Ma un giorno, proprio in seguito ad un sofferto dialogo con mia figlia, che allora aveva dieci anni e che mi aveva posto domande di natura religiosa, mi accadde qualcosa di assolutamente inatteso.

Infatti, nel pomeriggio di quella domenica di agosto del 1978, doveva accadere qualcosa di tanto sconvolgente che in pochi momenti avrebbe cambiato la mia vita.

Mi recavo al lavoro e mentre aspettavo il treno nella stazione della metropolitana, ripensavo con angoscia al dialogo di qualche ora prima con la mia bambina e consideravo che se in me non c’era nulla di buono, cosa mai avrei potuto dare a mia figlia?
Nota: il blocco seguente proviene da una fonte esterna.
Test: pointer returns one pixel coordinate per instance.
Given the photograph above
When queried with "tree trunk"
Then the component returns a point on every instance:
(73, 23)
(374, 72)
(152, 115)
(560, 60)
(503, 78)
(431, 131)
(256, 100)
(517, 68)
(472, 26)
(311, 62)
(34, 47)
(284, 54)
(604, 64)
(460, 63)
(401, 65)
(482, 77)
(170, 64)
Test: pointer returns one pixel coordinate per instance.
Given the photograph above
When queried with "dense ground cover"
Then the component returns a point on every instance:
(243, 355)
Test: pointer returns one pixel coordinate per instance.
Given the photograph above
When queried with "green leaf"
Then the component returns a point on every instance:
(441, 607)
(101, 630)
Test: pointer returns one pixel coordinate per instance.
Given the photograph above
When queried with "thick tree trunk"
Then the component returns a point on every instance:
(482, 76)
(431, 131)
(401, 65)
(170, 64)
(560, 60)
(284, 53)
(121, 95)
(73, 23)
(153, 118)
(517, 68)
E allora mi ritrovai veramente sospeso come in un abisso senza fondo nel quale sentivo che sarei precipitato inesorabilmente e pensai che sarebbe stato meglio, a quel punto, farla finita. All’improvviso, però, mi ricordai di Dio e in un attimo mi resi conto del Suo picchiare insistente alla porta del mio cuore da tantissimi anni.

Così sorse con angoscia, dal profondo del mio essere, un grido di aiuto.

Devo dire che non si fece attendere, anzi mi rispose immediatamente attraverso un giovane che non mi riuscii mai più di incontrare in seguito, nonostante lo abbia cercato. Egli, nel momento e col modo giusto, si avvicinò a me e quasi mi sussurrò dicendomi queste parole: "Signore, Gesù ti ama!". Chissà quante volte me lo sono sentito dire, ma ora era Gesù in persona che parlava al mio cuore.

E poi quel ragazzo continuò a parlare: parlò della sua conversione, di come il Signore lo avesse liberato dalla droga e c’era nella sua voce e nelle sue parole una dolcezza a me sconosciuta fino a quel momento. Ma, soprattutto, sentivo l’Amore di Cristo riversarsi in me a fiotti come un torrente in piena. Nel breve tratto che percorremmo insieme, per il mio spirito fu come dissetarsi dopo un lungo tempo di arsura ma soprattutto una pace ineffabile - insospettata fino a quel momento - andava prendendo dimora di tutto il mio essere. Quando ci salutammo non ricordavo quasi nulla di quanto mi aveva detto ma so per certo che se in quel momento mi avesse detto: "Seguimi!", io lo avrei fatto senza esitare. Angoscia, paura, sofferenza e tutto quanto mi aveva oppresso fino a quel momento, era svanito dando posto ad una nuova allegrezza e soprattutto ad una grande liberazione, tanto che più tardi, salutando il collega a cui davo il cambio nel turno sul posto di lavoro, non potei fare a meno di dirgli: "Sai, oggi ho incontrato il Signore!"